Sunday, November 20, 2011

Where Are We Going? Where Have We Been?

Cathy Davidson writes:
We are at a turning point, and leadership is required to prevent disaster. We need to take in what is happening and change course. It is not too late. University leaders across the nation need to step back, think about what is happening, and be on the side of justice and right and, in the end, on the side of education. That is what our students want, and we want that too.
From Mark Naison:
Teacher Activists must put forth a vision of Radical Democracy which envisions an education which empowers students as critical thinkers and agents of historical change, not just as obedient test takers and which envisions schools playing a central role in neighborhoods united and mobilized to get a fair share of the nation’s resources.
At the end of an article, "'Objectivity' As a Barrier to Education: Teaching Intellectual Responsibility and the Role of the Citizen," that I just sent off to the journal that wants it, I write:
Whatever the method used, education will never regain its strength it we do not actively pursue the school’s participation within the culture as a tool for improvement—not just of individuals but of the society as a whole.
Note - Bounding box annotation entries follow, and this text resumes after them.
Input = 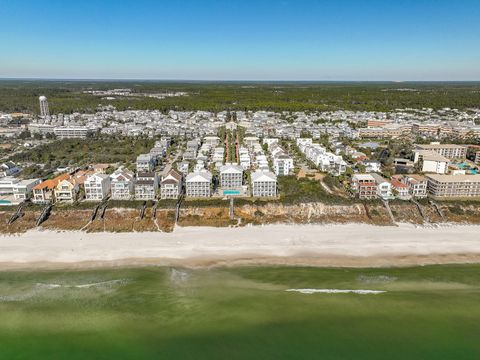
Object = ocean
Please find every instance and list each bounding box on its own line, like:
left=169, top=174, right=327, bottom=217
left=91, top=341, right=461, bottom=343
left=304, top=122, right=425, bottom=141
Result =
left=0, top=265, right=480, bottom=360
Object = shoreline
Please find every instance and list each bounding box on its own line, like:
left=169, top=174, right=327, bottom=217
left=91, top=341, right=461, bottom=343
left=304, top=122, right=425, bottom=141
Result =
left=0, top=223, right=480, bottom=270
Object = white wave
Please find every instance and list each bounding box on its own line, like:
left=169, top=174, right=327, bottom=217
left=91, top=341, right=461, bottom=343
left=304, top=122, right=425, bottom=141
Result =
left=358, top=275, right=398, bottom=283
left=170, top=269, right=190, bottom=283
left=285, top=289, right=386, bottom=295
left=36, top=279, right=127, bottom=289
left=73, top=279, right=127, bottom=289
left=35, top=283, right=62, bottom=289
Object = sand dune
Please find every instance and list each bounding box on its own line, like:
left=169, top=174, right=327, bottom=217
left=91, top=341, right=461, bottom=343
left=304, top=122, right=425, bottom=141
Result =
left=0, top=224, right=480, bottom=269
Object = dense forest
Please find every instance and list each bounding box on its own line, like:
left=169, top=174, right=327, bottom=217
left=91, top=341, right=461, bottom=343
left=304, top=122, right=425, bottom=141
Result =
left=9, top=136, right=155, bottom=177
left=0, top=80, right=480, bottom=114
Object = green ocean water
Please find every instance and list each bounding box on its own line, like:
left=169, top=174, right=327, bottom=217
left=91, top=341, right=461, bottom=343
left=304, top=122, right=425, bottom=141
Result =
left=0, top=265, right=480, bottom=360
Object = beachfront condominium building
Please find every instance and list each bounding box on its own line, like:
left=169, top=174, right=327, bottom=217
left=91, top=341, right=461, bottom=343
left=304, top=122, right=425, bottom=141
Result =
left=110, top=168, right=135, bottom=200
left=405, top=174, right=428, bottom=198
left=414, top=150, right=449, bottom=174
left=414, top=143, right=468, bottom=162
left=426, top=174, right=480, bottom=198
left=32, top=173, right=70, bottom=204
left=350, top=174, right=377, bottom=200
left=252, top=170, right=277, bottom=197
left=137, top=154, right=155, bottom=173
left=220, top=164, right=243, bottom=189
left=53, top=177, right=80, bottom=203
left=0, top=176, right=41, bottom=201
left=160, top=169, right=183, bottom=199
left=53, top=126, right=93, bottom=139
left=83, top=174, right=110, bottom=201
left=370, top=173, right=395, bottom=200
left=38, top=95, right=50, bottom=116
left=135, top=171, right=158, bottom=200
left=185, top=170, right=212, bottom=198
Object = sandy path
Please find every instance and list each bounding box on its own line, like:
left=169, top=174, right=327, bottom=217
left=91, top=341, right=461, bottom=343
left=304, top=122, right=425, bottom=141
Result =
left=0, top=224, right=480, bottom=269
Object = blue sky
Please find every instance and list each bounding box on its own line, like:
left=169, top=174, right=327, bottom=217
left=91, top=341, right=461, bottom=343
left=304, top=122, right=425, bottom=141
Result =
left=0, top=0, right=480, bottom=80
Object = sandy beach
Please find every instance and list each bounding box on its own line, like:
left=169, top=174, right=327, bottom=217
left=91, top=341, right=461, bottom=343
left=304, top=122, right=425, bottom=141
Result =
left=0, top=224, right=480, bottom=269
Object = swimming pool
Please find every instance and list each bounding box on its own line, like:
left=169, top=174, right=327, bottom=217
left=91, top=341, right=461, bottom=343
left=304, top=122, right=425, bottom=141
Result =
left=223, top=190, right=241, bottom=195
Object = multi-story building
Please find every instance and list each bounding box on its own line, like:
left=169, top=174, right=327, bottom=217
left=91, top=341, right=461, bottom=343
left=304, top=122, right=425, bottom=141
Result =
left=53, top=126, right=93, bottom=139
left=38, top=95, right=50, bottom=117
left=53, top=177, right=80, bottom=202
left=415, top=150, right=449, bottom=174
left=371, top=173, right=395, bottom=200
left=137, top=154, right=155, bottom=173
left=185, top=170, right=212, bottom=198
left=391, top=177, right=412, bottom=200
left=252, top=170, right=277, bottom=197
left=135, top=171, right=158, bottom=200
left=405, top=174, right=428, bottom=198
left=414, top=143, right=468, bottom=162
left=351, top=174, right=377, bottom=200
left=426, top=174, right=480, bottom=198
left=160, top=169, right=183, bottom=199
left=0, top=176, right=41, bottom=201
left=32, top=173, right=70, bottom=204
left=83, top=174, right=110, bottom=201
left=220, top=164, right=243, bottom=189
left=110, top=168, right=135, bottom=200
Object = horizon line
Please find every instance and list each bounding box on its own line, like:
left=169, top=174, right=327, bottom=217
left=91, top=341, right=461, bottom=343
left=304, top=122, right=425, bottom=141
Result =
left=0, top=77, right=480, bottom=84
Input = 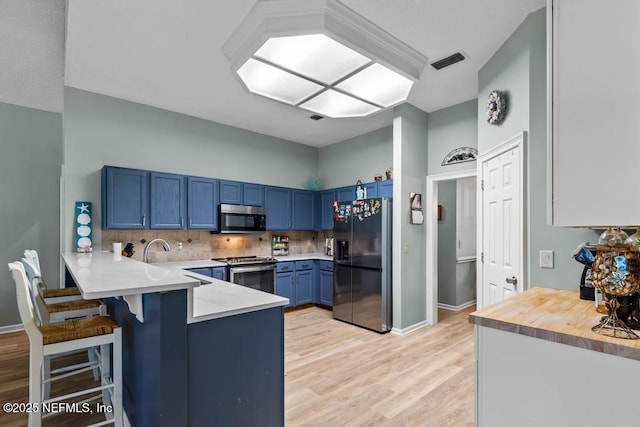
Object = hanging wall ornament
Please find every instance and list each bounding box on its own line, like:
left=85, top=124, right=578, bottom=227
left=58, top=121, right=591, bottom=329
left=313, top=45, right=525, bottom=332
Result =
left=75, top=202, right=93, bottom=252
left=441, top=147, right=478, bottom=166
left=487, top=90, right=507, bottom=125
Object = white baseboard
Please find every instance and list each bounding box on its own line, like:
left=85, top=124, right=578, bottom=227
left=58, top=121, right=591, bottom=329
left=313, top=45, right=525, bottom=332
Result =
left=391, top=320, right=430, bottom=335
left=438, top=300, right=476, bottom=311
left=0, top=324, right=24, bottom=334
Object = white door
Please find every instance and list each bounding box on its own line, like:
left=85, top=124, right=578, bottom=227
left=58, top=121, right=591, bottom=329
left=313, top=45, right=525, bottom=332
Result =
left=478, top=134, right=524, bottom=307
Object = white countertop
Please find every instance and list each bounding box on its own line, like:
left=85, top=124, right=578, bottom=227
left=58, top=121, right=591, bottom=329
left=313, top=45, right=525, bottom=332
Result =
left=62, top=251, right=200, bottom=299
left=187, top=278, right=289, bottom=323
left=154, top=259, right=227, bottom=269
left=274, top=252, right=333, bottom=262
We teachers need to be aggressive in our agendas, and those need to extend well beyond the classroom. [John] Dewey writes [in "My Pedagogic Creed"]:

"I believe it is the business of every one interested in education to insist upon the school as the primary and most effective instrument of social progress and reform in order that society may be awakened to realize what the school stands for, and aroused to the necessity of endowing the educator with sufficient equipment properly to perform his task."

This is not objectivity—but it is education.
Yet what am I doing, but writing here?  Very little, so far.  I did go down to Occupy Wall Street and listened in on a discussion on education where, at least, I made a few contacts.  But that's not much.

We're in a weird situation right now, we left-overs from the 1960s.  This isn't our movement to lead, but we can provide a great deal of experience and information.  We also know a great deal of what needs to be done--those of us in education, certainly--but we haven't been doing it.  As a group, we've been doing nothing to improve things, and for decades.  We've let the bureaucrats of education set our agendas, tagging meekly along while winking to our "comrades."

We have failed, but that doesn't mean we have nothing to offer to the people who are on the brink of seizing the agenda.

Right now, we older educators, we who have had unfilled visions of what education could be, need to recognize that we aren't the leaders, aren't even the 'sages on the stages.'  At the same time, we must be more that 'guides on the sides,' for that is going to lead us into excuses for inaction.

Treading carefully and deliberately, we can contribute.  We must take care, at the same time, and hold back a bit, for this is not our movement, no matter how often we baby boomers have gone down to OWS or any other Occupy site.  Let the young lead, but provide the room and backing for their success.